Japonya hariç moratoryum reddedildi İzlanda ve Norveç. Başka bir şey de insanlık dışı olmasıdır.

Yunusları kurtarın!

Eğer balina avcılığını isteksizce anlamak ve kabul etmek hala bir şekilde mümkünse, o zaman neler oluyor? Müreffeh Danimarka'ya ait olan Faroe Adaları dehşet verici. Orada, kudretli Vikinglerin ülkesinde, “iyi huylu” yerli halk, her baharda kurbanları siyah pilot balinaların olduğu kanlı bir katliam düzenler.



Bunu kadim bir geleneği gözlemleyerek açıklasalar da eğlenmek için yapıyorlar. Bu barbar ritüel, erkek Faroeliler tarafından gerçekleştirilir ve her yaş kategorisinden, her cinsiyetten temsilciler, masum hayvanların toplu katliamına tanık olur ve unutmayın, tamamen gönüllü olarak.


Bu kabusu düşünmekten keyif aldıklarını bile gizlemiyorlar. Tüm bunların en kötü yanı, Danimarka hükümetinin mutlak onayının yanı sıra, hayvanları koruma ve koruma kuruluşlarının kayıtsızlığı ve tamamen eylemsizliğidir.


WWF Yaban Hayatı Fonu yunusların kaderine katılmayı, bu konudaki yeterlik eksikliğini gerekçe göstererek reddetti. İÇİNDE "Yeşilbarış" Aynı şeyi söylediler: Kılavuz balinalar tamamen yok olmanın eşiğinde değil.



Şu anda Blogcular Faroe Adaları'nda yunusların öldürülmesine karşı imza topladı bu amaç için özel olarak oluşturulmuş bir grup içinde. Herkes imzasını oraya bırakabilir.

Ayrıca pilot balinaların akıbetini önemseyen herkes organizasyona destek verme imkanına sahip. Deniz Çobanı, bu sorunla uğraşıyoruz.


Dünya Deniz Memelileri Günü'nü kutlayanlara katılmanın en iyi yolu budur.

Yaşasın insanlık!








Başlamak için - alışılmadık bir filmin 2 buçuk dakikası.
SUP sörfçüsü Jamin Hudson, Avustralya'nın Esperance kıyısı açıklarında Güney Gerçek Balinalarıyla karşılaşmayı gösteren etkileyici bir video çekti.

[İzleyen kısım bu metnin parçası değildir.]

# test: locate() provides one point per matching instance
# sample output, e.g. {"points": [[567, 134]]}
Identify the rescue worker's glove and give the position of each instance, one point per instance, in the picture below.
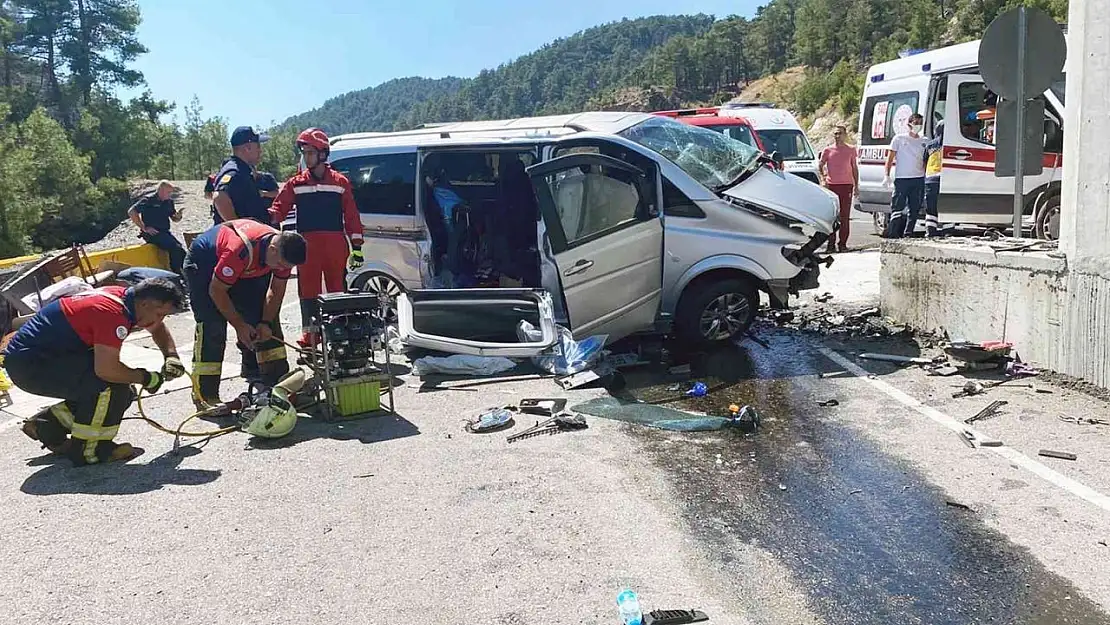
{"points": [[356, 259], [173, 368], [151, 381]]}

Güney gerçek balinası (lat. Eubalaena australis), sağ balina ailesinin (Balaenidae) bir türüdür. Yaşam alanı, Güney Okyanusu'nun kutup altı ve ılıman enlemleridir, genellikle 30° ila 50° güney enlemleri arasındadır. Bu balinalar 18 metre uzunluğa ve maksimum 100 ton ağırlığa ulaşabilirler. Bu memelilerin ağırlığının% 2'sinin, hayvanlar arasında en büyüğü olarak kabul edilen cinsel organlar olması dikkat çekicidir. Bildiğiniz gibi bu balinalar oldukça dost canlısıdır, bu da onları balina avcıları için kolay bir av haline getiriyor. Bugün bu hayvanların sayısının yaklaşık 7 bin kişi olduğu tahmin ediliyor.

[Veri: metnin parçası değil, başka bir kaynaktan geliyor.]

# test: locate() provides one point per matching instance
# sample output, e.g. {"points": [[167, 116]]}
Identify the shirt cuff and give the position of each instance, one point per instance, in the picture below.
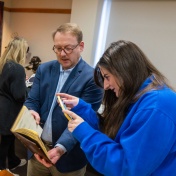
{"points": [[62, 147]]}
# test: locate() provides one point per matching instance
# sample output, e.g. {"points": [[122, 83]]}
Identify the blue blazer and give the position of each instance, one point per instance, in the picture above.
{"points": [[80, 83]]}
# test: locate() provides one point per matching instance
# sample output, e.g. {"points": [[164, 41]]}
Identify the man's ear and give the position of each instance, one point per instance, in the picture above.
{"points": [[81, 45]]}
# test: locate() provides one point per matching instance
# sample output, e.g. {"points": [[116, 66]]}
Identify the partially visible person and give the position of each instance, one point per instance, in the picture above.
{"points": [[69, 74], [33, 65], [135, 135], [12, 96]]}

Esperance, Batı Avustralya eyaletinde, bu muhteşem hayvanların periyodik olarak sularına gelip gösteriş yaptığı bir şehirdir. Jamin, videoyu çekmek için bir quadcopter üzerine monte edilmiş 4K video kamera kullandı. Sonuç büyüleyici; iki görkemli hayvanın heybetli dansının tadını kuş bakışı çıkarabiliyoruz ve onların dostluğu bizde sörfçünün yerinde olma isteği uyandırıyor.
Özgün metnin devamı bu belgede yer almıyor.